Una via d’uscita ce l’ha: l’intervista chiesta dal Sole 24Ore, formalmente su Atac, in cui Mazzillo potrà fare ammenda. Stamattina i vertici del Movimento la leggeranno con attenzione. Se saranno soddisfatti, potrà cavarsela con un’ammonizione. Altrimenti il destino è segnato.

Il cappio stretto sul collo di Mazzillo

Nel colloquio con Manuela Perrone pubblicato oggi sul quotidiano di Confindustria però Mazzillo reitera le critiche nei confronti di Colomban per averlo tenuto all’oscuro della nomina di Rota:
Mazzillo sostiene di essere stato «tenuto all’oscuro» delle vicende della partecipata, dove è caccia al successore di Rota (in settimana arriverà il nome, trapela dal Campidoglio). Una critica neanche tanto velata all’assessore alle Partecipate Massimo Colomban, l’imprenditore veneto vicinissimo a Davide Casaleggio, che Mazzillo non cita mai ma con cui la collaborazione non c’è stata. Dopo l’addio di Rota e le sue dichiarazioni al vetriolo, però, il re è nudo: «Non posso più sottovalutare, per la città e per i romani, il fatto che Atac non abbia un piano industriale».

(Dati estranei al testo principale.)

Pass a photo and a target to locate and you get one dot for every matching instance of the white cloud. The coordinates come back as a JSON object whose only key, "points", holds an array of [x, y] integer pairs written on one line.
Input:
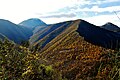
{"points": [[19, 10], [102, 19], [98, 9]]}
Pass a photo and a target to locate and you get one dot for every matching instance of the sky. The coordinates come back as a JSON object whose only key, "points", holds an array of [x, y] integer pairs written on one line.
{"points": [[97, 12]]}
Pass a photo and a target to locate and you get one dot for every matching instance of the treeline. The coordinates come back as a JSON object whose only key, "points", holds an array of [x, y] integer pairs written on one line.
{"points": [[19, 63]]}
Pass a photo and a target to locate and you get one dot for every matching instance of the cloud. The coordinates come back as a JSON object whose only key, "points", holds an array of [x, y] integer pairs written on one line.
{"points": [[63, 15], [102, 19]]}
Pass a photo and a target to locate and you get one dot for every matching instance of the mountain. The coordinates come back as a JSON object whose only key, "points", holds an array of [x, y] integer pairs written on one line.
{"points": [[47, 34], [90, 32], [111, 27], [14, 32], [99, 36], [75, 52], [32, 23]]}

Per Mazzillo, «alla partecipata dei trasporti serve un serio piano di ristrutturazione e di rilancio, cui sono pronto a contribuire, e un management responsabile, che non si dimetta dopo pochi mesi, e che riconosca al comune il suo ruolo: non un semplice spettatore, di cui ci si ricorda quando ci sono debiti e contenziosi da pagare, ma un partner. Per questo occorre condivisione, a livello tecnico e politico: lasciamo ai cittadini, rappresentati dagli eletti di maggioranza e opposizione in assemblea capitolina, la facoltà di scegliere come i servizi devono essere erogati».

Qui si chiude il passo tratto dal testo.